I have recently had a query sent to me by a colleague working in an all age special school who have just decided to move over to an Informal, Semi-Formal, Formal Curriculum model, and it struck me that the issues raised relating to the time devoted to Literacy and Numeracy and their relative importance, might be of interest to Equals’ members. The teacher’s questions are in italics followed by my suggestions.
My main concern is for the ASD pupils who have reading/math levels that are old L1. How do you suggest that we support those pupils in the lessons to ensure that they do not lose those skills? Do we teach them a formal curriculum for those subjects? I am concerned that if we don’t continue to teach them those core subjects using the formal curriculum, then they will lose those skills!

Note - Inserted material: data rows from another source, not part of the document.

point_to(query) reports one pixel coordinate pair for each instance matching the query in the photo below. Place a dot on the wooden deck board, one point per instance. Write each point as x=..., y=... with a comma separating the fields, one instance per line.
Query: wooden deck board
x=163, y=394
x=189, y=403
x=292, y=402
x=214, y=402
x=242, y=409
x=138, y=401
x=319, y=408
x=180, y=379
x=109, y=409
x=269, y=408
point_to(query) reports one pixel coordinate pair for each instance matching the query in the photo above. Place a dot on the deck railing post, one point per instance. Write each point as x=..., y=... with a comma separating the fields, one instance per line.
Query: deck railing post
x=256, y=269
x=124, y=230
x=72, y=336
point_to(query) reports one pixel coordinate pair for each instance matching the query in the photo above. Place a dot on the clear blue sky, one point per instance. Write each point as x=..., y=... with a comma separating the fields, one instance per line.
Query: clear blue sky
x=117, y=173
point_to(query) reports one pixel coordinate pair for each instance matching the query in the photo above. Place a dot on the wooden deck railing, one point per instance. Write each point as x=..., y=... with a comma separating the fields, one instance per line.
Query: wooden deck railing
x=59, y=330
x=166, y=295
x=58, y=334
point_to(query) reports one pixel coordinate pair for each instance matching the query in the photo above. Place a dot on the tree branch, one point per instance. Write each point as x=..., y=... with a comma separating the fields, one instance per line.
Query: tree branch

I’m afraid there is not a definitive answer, since the degree to which you run with a formal/semi-formal combination and how much of either you put into an individual’s timetable will very much depends on a number of factors; these being
- Current ability levels
- Potential to get up towards level 4 (old money)
- Interest of the individual learner
1. Age – I would be more inclined towards the formal curriculum model the younger the learner is and by extension, less inclined the older the learner is. Generally speaking, if the learner hasn’t got number by the time they’re 8 or 9 and certainly by the time they’re 11, they’re probably not going to get it to a level that will help.
Learners MUST have an abstract understanding of the relationship between every number and every other number if they’re going to have a chance of being numerate, otherwise it just tends to be learning by rote. Rote learning also of course, comes in to reading, and again, learners really need to understand that words themselves are merely abstract symbols representing ideas that are put together to form ever more complex thoughts. The ability to read, so often apparent in learners with ASD, does not signify understanding, otherwise I would be able to understand Stephen Hawking’s A Brief History of Time, which I can’t. I can read the words, but have no idea what they mean!
The thing about such rote abilities is that they open teachers up to dilemmas of difference – do I carry on teaching literacy and numeracy in the hope that the learner eventually gets it or do I follow a different model knowing that the learner can and will succeed at that? Unfortunately there is no right answer, but I’m not certain that you will be able to do justice to both because both will take up SO much time.
2. Current ability and levels and 3. Potential can be more or less taken together, because both numeracy and especially literacy only really start to make sense from a position of positively helping with ordering and living our lives – that is, helping us to make sense of the very complex world around us – when we get to around level 4 of the National Curriculum, a position achieved by most neuro-typical 10 year olds by the time they leave primary school. If children haven’t already or are not going to (in your and others’ professional opinion) get to those dizzy heights, there doesn’t seem to be much point in spending large amounts of time pursuing the ambition. You may however, spend small amounts of time doing it, and how large or small will be decided by how much this additional work impinges on their making progress within the semi-formal curriculum.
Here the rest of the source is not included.